Es geht also um Zugehörigkeit.
Wir sehen das an jeder neuen TikTok-Challenge. Zimt einatmen, Chili essen, was auch immer. Man will dazugehören. Und ehrlicherweise sind viele Erwachsene nicht anders. Denken Sie an Reality-TV, was die Kandidaten dort alles tun für ein bisschen Aufmerksamkeit und "gesehen werden". Die sozialen Medien aktivieren im Gehirn denselben Bereich wie Kokainkonsum. Stellen Sie sich das mal vor! Eigentlich müsste man das verbieten. Genau wie Ballerspiele: Mit ihnen trainiert man Fokus, Aggression und Reaktion. Wie einen Muskel. Viele wollen das nicht hören, aber es gibt einen Bogen von dieser Kombination zu solchen Taten.
Mein Sohn ist acht Jahre alt. Was kann ich tun, damit er so etwas niemals tut?

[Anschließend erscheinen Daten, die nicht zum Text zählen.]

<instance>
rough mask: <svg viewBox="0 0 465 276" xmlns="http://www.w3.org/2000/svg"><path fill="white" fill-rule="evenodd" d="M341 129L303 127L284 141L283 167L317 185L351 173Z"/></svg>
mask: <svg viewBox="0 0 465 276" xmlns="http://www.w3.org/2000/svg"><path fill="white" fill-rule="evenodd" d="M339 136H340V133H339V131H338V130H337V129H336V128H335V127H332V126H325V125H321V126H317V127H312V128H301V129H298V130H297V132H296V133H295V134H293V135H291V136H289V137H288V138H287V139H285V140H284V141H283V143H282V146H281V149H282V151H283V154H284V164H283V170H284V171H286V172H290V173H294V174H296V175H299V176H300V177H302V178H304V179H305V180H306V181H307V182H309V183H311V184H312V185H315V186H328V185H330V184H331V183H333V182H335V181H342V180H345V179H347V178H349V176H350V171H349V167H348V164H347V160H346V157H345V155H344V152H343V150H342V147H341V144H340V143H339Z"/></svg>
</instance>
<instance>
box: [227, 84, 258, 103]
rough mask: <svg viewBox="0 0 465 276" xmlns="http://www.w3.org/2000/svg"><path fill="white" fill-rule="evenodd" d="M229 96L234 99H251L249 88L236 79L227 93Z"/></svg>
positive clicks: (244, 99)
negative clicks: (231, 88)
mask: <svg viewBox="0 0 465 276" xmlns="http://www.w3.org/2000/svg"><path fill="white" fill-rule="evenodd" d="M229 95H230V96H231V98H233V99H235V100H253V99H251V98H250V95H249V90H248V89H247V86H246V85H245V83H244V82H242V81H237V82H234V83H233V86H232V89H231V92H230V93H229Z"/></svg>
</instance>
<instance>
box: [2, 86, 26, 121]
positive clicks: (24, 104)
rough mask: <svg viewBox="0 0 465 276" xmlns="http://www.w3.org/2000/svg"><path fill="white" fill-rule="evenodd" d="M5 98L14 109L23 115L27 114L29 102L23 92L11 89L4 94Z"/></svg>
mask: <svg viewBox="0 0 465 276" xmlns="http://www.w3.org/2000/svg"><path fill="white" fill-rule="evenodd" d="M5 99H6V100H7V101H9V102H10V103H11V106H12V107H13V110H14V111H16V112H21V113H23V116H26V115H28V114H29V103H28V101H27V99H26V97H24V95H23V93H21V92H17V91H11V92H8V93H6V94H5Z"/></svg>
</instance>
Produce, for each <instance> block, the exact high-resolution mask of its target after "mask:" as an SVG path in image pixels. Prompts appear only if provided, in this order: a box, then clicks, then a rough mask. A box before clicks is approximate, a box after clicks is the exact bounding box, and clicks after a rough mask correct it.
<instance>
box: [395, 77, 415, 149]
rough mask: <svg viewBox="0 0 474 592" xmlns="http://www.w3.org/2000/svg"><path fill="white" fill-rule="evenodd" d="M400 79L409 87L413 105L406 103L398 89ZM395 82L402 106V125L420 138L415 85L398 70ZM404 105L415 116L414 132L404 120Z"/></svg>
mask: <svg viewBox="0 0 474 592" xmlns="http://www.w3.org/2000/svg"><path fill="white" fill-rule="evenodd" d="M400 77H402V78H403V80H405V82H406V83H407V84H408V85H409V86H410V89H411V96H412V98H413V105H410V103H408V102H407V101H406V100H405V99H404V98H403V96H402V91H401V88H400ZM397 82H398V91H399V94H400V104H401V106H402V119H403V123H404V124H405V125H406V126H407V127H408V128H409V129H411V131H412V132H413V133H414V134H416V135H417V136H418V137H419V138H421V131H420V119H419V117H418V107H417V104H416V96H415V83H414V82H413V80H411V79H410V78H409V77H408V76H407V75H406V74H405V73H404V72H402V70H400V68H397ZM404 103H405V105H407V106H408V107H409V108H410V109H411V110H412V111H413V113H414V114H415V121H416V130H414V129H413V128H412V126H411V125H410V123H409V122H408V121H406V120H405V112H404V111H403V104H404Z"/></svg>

Üben Sie mit ihm, über seine Emotionen zu reden. Lassen Sie ihn über die eigenen Bedürfnisse, die eigenen Grenzen sprechen. Als würde er eine Sprache lernen. "Ich bin stinksauer, dass du schon wieder so lang arbeitest. Ich hätte mir gewünscht, dass wir heute kuscheln." Und zwar ohne ein erwachsenes "Ja, aber" zu erwidern. Zuhören. Alle Emotionen müssen in Ordnung sein, wenn sie in seinem Bauch toben. Er muss das lernen, bevor in der Pubertät zwischen zwölf und 15 neue Emotionen dazukommen. Reden Sie mit ihm, wenn das Wutmonster tobt und er weinend im Bett liegt. Lassen Sie ihn nicht allein im Zimmer. Warten Sie nicht, dass er herauskommt. Wir sind dafür zuständig, in dieses Zimmer hineinzugehen. Zu fragen: "Sag, wie geht es dir jetzt? Wie kriegen wir das wieder hin?" Halten Sie die Bindung zu Ihrem Kind. Das ist ein Anfang.